# I Explaining Light intensity with EM Field Oscillations?

1. Jan 2, 2017

### JohnnyGui

I have understood that the frequency of an EM wave is caused by the frequency by which a charged particle oscillates, which causes its electrical field to periodically change its strength with respect to a fixed location point at a distance from that particle.

The more energy (heat) you add to that charged particle, the faster that particle oscillates and thus the higher the frequency of the EM wave.

If adding energy merely increases the frequency of the oscillation of a charged particle and thus the frequency of the EM wave, then what causes an increase in intensity of an EM wave? How can one explain an increase in intensity in terms of electrical field oscillation without (if possible) mentioning the increase in number of photons?

2. Jan 2, 2017

### Staff: Mentor

Depending on how you add the energy, you can increase either the amplitude or the frequency or both.

The intensity is (very loosely) determined by the number of wave crests arriving per unit time and the amount of energy delivered by each individual wave crest, so all else being the same, increasing either one will increase the intensity.
Photons have nothing to do with anything here. This is a classical situation described by classical electrodynamics with no quantum effects involved.

3. Jan 2, 2017

### JohnnyGui

Could you please explain which way of adding energy would increase the intensity and which way it would increase the frequency?

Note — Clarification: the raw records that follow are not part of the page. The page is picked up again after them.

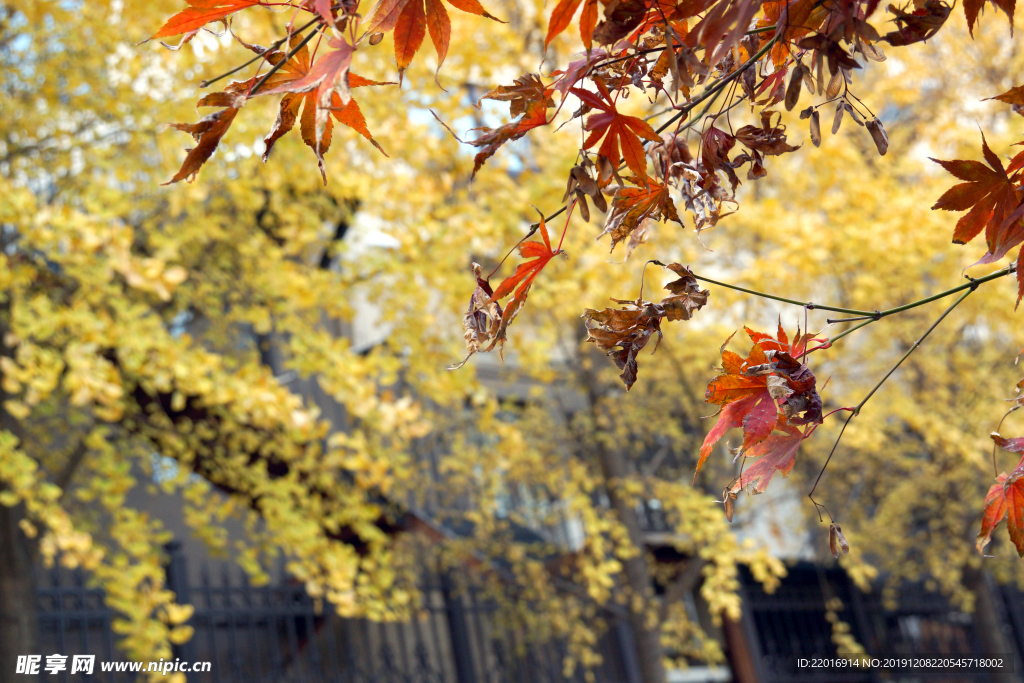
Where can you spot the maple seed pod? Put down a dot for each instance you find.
(837, 541)
(879, 135)
(872, 52)
(586, 183)
(809, 80)
(729, 499)
(835, 85)
(793, 91)
(838, 121)
(582, 203)
(816, 128)
(853, 113)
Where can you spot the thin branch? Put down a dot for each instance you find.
(291, 53)
(807, 304)
(709, 91)
(835, 339)
(274, 45)
(856, 411)
(995, 470)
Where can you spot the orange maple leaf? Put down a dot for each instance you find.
(199, 13)
(518, 283)
(616, 129)
(562, 14)
(313, 89)
(776, 454)
(754, 390)
(632, 206)
(1005, 501)
(412, 19)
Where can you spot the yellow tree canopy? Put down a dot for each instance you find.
(164, 319)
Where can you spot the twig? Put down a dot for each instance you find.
(856, 411)
(806, 304)
(274, 45)
(711, 90)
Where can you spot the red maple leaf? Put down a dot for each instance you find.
(777, 453)
(1005, 501)
(301, 82)
(616, 129)
(992, 198)
(632, 206)
(754, 390)
(412, 19)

Two questions regarding this.
1. Can the amount of energy delivered by each individual wave crest be translated into the amount of displacement a charged particle oscillates in?
2. If intensity is also determined by the number of wave crests arriving per unit time, doesn't this mean that frequency is a bit tied to intensity?

4. Jan 2, 2017

### Staff: Mentor

Take a charge $2q$ and oscillate it at one gigacycle per second and you will get radiation with the same frequency and greater amplitude than from a charge of $q$ oscillating at that frequency.
One way or another, that delivered energy depends on the work done, which you find by integrating the force (which is proportional to the strength and amplitude) along the displacement distance. Depending on the exact conditions, you can more energy from a greater displacement, or more force along the same displacement, or a combination of both.
Mmmmm..... yes..... that's why I said "all else being the same, increasing either [frequency or amplitude] will increase the intensity".

5. Jan 2, 2017

### JohnnyGui

Ah ok, so it seems that it depends on how strong a particle is charged if everything is held the same?

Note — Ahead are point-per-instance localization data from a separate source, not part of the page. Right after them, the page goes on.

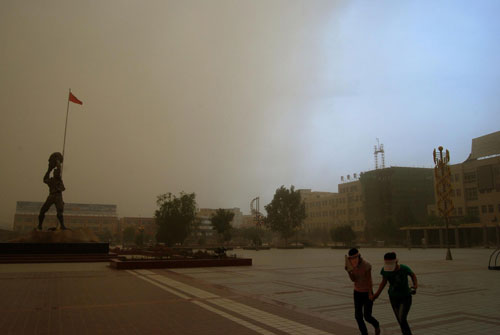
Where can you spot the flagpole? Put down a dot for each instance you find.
(65, 127)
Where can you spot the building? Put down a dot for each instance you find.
(97, 217)
(206, 213)
(144, 225)
(319, 209)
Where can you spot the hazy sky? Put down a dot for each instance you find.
(232, 99)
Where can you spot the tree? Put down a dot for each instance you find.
(221, 222)
(105, 235)
(175, 217)
(343, 234)
(286, 212)
(128, 234)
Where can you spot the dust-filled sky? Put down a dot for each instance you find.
(232, 99)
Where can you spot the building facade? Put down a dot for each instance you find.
(325, 210)
(96, 217)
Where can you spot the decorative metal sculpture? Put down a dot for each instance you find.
(443, 190)
(56, 187)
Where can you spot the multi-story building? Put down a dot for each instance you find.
(476, 182)
(206, 213)
(96, 217)
(144, 225)
(320, 206)
(350, 205)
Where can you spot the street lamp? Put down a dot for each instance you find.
(443, 189)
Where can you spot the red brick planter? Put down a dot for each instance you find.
(177, 263)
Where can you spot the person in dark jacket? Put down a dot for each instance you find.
(400, 294)
(56, 187)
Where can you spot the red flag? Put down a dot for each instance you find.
(74, 99)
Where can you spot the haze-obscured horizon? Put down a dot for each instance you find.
(232, 99)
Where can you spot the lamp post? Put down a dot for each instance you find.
(123, 240)
(443, 189)
(141, 230)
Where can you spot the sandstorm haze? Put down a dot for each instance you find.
(232, 99)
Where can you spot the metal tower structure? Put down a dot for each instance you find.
(255, 210)
(379, 149)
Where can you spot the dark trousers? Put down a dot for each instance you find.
(363, 307)
(401, 307)
(52, 199)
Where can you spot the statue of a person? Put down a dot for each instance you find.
(56, 187)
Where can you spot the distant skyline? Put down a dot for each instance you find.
(232, 99)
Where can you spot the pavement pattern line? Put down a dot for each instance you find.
(271, 320)
(143, 273)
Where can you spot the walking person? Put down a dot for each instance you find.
(360, 272)
(56, 187)
(400, 294)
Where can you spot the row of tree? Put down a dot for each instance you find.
(176, 218)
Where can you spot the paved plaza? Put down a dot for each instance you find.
(284, 292)
(454, 297)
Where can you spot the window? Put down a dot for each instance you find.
(471, 193)
(473, 211)
(469, 177)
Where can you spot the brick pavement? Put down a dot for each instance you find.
(91, 298)
(455, 297)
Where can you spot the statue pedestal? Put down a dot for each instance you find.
(24, 248)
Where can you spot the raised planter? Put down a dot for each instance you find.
(54, 248)
(121, 264)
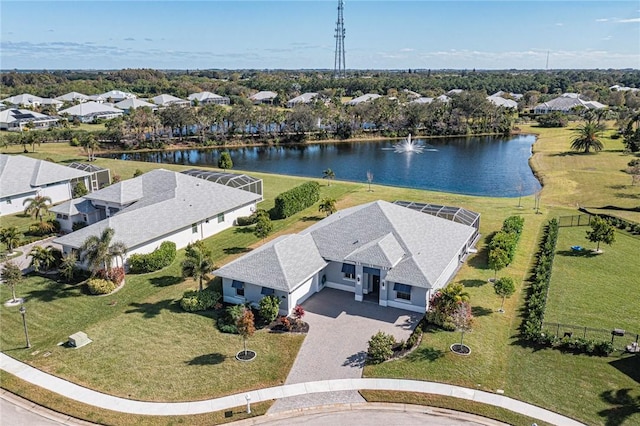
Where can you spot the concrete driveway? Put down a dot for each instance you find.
(336, 345)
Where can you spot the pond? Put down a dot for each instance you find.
(486, 166)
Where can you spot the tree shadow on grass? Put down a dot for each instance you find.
(165, 281)
(624, 406)
(481, 311)
(207, 359)
(151, 310)
(425, 354)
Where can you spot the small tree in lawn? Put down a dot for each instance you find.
(12, 276)
(504, 287)
(601, 232)
(498, 259)
(246, 327)
(463, 320)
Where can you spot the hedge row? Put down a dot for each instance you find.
(160, 258)
(507, 238)
(296, 199)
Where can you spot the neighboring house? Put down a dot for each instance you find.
(394, 255)
(364, 98)
(25, 177)
(264, 97)
(73, 97)
(117, 96)
(204, 98)
(134, 103)
(157, 206)
(90, 111)
(565, 103)
(305, 98)
(19, 119)
(100, 177)
(167, 100)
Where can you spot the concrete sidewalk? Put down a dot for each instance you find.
(98, 399)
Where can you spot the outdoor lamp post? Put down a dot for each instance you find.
(248, 398)
(23, 312)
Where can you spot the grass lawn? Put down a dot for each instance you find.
(597, 291)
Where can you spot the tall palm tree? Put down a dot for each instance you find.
(197, 263)
(329, 175)
(587, 137)
(99, 251)
(327, 206)
(38, 206)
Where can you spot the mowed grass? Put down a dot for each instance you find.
(597, 291)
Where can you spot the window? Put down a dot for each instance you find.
(403, 291)
(349, 271)
(239, 286)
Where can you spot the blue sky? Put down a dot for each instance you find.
(271, 34)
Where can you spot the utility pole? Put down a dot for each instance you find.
(339, 60)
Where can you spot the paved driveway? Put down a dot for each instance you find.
(336, 345)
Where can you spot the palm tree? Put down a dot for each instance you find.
(10, 237)
(197, 263)
(587, 137)
(328, 175)
(38, 206)
(327, 206)
(99, 251)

I was surprised since many readings say that intensity is independent from frequency.

6. Jan 5, 2017

### JohnnyGui

@Nugatory : I have one question that's a bit outside of this subject.

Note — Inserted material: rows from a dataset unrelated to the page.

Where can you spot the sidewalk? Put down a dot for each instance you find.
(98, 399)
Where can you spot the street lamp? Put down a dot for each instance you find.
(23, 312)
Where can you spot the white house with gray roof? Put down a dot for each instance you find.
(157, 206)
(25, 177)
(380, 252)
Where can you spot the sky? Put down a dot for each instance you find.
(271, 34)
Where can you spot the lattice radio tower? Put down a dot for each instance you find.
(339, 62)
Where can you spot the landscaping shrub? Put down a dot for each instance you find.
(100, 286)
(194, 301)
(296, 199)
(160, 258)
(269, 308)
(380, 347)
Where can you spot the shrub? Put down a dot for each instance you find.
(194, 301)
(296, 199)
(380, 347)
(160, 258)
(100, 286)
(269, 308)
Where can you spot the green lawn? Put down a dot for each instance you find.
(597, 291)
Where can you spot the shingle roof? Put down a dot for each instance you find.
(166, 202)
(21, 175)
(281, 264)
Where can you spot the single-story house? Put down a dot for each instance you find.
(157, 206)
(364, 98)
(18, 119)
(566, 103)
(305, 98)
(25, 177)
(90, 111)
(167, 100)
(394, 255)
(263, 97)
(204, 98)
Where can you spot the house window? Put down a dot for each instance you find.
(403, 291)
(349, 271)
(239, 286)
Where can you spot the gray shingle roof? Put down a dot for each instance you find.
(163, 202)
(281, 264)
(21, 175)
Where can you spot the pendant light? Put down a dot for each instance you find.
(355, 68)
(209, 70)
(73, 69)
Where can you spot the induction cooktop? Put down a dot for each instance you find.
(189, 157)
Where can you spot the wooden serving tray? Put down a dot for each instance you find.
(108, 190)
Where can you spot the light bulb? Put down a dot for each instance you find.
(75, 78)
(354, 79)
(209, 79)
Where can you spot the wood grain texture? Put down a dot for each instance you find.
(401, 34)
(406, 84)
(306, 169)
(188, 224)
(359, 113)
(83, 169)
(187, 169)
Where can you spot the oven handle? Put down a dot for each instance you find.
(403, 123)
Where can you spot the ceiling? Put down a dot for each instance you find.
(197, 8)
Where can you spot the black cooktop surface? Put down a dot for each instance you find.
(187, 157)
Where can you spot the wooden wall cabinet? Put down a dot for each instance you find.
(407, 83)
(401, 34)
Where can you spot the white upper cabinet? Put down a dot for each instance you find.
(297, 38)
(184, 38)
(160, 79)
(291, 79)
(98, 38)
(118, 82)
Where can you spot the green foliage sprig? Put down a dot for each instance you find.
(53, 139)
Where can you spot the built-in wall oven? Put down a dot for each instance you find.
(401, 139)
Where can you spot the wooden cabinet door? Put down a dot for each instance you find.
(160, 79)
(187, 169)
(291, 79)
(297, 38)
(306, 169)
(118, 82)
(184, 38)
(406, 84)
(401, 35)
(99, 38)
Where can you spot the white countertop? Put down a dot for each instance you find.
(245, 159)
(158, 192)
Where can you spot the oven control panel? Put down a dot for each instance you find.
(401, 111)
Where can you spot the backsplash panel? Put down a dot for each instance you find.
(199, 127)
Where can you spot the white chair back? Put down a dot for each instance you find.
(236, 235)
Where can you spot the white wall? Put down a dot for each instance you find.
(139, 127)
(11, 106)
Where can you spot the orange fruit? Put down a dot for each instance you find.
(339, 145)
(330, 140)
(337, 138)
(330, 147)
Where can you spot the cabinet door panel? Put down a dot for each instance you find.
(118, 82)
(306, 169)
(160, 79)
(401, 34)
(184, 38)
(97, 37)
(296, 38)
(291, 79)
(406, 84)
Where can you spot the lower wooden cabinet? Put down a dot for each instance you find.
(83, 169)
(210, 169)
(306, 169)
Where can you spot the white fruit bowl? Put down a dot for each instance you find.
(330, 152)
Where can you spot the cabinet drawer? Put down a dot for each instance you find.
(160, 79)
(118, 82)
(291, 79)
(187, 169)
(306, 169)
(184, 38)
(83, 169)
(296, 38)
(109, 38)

From what I understand, electrons of certain elements always send out a particular set of specific wavelengths when they're being excited like when given energy to them

If atoms of an element only give out a specific set of wavelengths when energy is added to them, why does an element then change color when energy in the form of heat is gradually given to them? From what I know, increasing the temperature of an element would make it look red and increasing the temperature further would eventually make it look blue.

Is it because the electrons of the element's atoms can't absorb the specific energy packets from that total given heat energy so that the atoms as a whole would be oscillating instead, giving the observed colors based on the atoms' oscillating frequency instead of the electrons' alone?

7. Jan 8, 2017

### tech99

With respect, I don't think increasing frequency will increase the intensity. If we raise the frequency of a transmitter, which is itself driving the motion of the electrons in the antenna, the Power Flux Density and Amplitude of the radiated fields remain unaltered. I think there may be confusion here from the concept of photons, where at higher frequencies the photons contain the energy of the wave in bigger packets.

8. Jan 9, 2017

### Staff: Mentor

Yes, the time-averaged intensity of a classical electromagnetic wave (W/m2 arriving on a surface perpendicular to the direction of propagation, averaged over a whole number of cycles) is $I = \frac 1 2 \varepsilon_0 c E_0^2$, where $E_0$ is the amplitude (maximum value) of the electric field, regardless of the frequency. This is the time-averaged square of the magnitude of the Poynting vector, $\langle S \rangle$. See for example Griffiths 3rd edition, section 9.2.3.